"Vesta Gul is a widow living in a tiny town in coastal New England. When she stumbles upon a mysterious note in the woods that says, 'Her name was Magda. Nobody will ever know who killed her. It wasn't me. Here is her body' with no dead body in sight, she sets off to solve the case. What follows is a creepy, haunting, uncomfortable story about a woman dealing with grief and how we as people determine truth. I can say with confidence I'd be really uneasy if Mrs. Gul was my neighbor. I'll just leave it at that... and make sure, if you read this book at night, you leave a night light on before you go to sleep. This is absolutely Moshfegh at her finest."
Publisher Penguin
Publication Date 2021-06-22
Section New Titles - Paperback / Fiction / All Staff Suggestions / Hannah W.
Format Paperback
ISBN 9781984879370
From one of our most ceaselessly provocative literary talents, a novel of haunting metaphysical suspense about an elderly widow whose life is upturned when she finds an ominous note on a walk in the woods.

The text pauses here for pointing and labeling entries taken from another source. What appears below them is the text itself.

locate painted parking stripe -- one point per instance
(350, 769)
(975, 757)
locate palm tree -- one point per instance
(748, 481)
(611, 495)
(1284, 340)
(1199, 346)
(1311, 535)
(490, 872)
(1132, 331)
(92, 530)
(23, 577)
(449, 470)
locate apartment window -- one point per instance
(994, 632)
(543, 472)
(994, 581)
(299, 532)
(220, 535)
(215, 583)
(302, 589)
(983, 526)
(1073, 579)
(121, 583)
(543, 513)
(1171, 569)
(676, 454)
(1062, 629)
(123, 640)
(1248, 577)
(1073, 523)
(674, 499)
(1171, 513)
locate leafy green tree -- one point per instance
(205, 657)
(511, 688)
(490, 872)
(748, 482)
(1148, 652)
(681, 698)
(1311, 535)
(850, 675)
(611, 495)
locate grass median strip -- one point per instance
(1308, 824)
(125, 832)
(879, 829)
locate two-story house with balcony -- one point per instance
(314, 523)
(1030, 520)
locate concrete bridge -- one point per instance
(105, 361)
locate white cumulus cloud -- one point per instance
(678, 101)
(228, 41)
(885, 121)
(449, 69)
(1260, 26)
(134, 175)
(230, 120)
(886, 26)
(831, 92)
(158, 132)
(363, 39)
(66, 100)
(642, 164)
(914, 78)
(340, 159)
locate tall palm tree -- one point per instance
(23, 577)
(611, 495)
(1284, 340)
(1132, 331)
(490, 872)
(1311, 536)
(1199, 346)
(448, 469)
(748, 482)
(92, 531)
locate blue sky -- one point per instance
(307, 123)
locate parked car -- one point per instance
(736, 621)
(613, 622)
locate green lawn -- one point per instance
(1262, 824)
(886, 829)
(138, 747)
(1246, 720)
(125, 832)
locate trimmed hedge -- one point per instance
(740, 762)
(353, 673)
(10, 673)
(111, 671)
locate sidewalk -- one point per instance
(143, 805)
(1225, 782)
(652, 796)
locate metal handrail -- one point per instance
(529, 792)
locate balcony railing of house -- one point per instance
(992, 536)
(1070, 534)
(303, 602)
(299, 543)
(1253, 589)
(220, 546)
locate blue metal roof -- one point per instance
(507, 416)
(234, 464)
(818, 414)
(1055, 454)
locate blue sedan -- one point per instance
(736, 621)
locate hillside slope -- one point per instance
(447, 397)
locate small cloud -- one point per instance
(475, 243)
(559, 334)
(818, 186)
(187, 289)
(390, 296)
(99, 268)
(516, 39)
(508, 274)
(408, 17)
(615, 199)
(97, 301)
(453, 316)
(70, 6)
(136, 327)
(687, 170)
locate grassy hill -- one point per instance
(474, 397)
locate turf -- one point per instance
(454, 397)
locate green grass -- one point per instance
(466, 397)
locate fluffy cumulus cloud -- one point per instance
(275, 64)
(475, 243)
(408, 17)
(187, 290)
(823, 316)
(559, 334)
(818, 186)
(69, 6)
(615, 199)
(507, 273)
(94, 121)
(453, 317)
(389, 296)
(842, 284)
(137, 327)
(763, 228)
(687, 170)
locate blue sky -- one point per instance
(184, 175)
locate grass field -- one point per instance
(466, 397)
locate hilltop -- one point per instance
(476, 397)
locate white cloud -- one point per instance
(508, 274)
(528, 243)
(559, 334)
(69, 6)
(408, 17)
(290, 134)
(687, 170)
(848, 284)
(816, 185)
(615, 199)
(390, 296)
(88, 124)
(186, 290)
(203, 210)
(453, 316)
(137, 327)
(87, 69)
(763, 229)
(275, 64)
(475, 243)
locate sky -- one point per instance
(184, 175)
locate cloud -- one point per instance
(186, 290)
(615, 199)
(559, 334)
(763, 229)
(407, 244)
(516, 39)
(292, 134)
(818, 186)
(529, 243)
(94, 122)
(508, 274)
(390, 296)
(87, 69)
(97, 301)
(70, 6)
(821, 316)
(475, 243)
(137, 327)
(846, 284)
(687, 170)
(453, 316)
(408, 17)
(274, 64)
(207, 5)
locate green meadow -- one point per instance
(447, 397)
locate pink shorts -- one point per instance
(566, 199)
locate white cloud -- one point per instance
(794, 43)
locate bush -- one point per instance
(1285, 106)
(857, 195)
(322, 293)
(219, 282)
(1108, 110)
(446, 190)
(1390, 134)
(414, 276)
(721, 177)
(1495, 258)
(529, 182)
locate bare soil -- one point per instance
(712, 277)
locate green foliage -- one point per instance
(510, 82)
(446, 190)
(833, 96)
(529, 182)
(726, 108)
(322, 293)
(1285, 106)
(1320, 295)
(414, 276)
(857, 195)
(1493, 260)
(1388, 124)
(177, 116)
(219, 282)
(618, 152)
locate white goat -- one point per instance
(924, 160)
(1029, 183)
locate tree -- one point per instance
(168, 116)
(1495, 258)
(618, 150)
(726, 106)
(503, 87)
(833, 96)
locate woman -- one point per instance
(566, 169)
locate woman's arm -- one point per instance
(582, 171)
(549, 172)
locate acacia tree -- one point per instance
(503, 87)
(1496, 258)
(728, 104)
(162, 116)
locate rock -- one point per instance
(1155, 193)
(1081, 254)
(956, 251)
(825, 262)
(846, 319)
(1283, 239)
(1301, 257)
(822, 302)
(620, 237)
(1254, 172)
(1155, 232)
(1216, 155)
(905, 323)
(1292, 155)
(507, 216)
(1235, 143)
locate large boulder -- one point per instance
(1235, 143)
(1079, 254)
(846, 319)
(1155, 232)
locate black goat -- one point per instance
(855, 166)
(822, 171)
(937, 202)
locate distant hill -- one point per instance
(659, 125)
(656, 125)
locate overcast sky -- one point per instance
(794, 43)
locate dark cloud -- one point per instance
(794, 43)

While on her daily walk with her dog in a secluded woods, a woman comes across a note, handwritten and carefully pinned to the ground by stones. “Her name was Magda. Nobody will ever know who killed her. It wasn’t me. Here is her dead body.” But there is no dead body. Our narrator is deeply shaken; she has no idea what to make of this. She is new to this area, alone after the death of her husband, and she knows no one.
Becoming obsessed with solving this mystery, our narrator imagines who Magda was and how she met her fate. With very little to go on, she invents a list of murder suspects and possible motives for the crime. Oddly, her suppositions begin to find correspondences in the real world, and with mounting excitement and dread, the fog of mystery starts to fade into menacing certainty. As her investigation widens, strange dissonances accrue, perhaps associated with the darkness in her own past; we must face the prospect that there is either an innocent explanation for all this or a much more sinister one.
A triumphant blend of horror, suspense, and pitch-black comedy, Death in Her Hands asks us to consider how the stories we tell ourselves both reflect the truth and keep us blind to it. Once again, we are in the hands of a narrator whose unreliability is well earned, and the stakes have never been higher.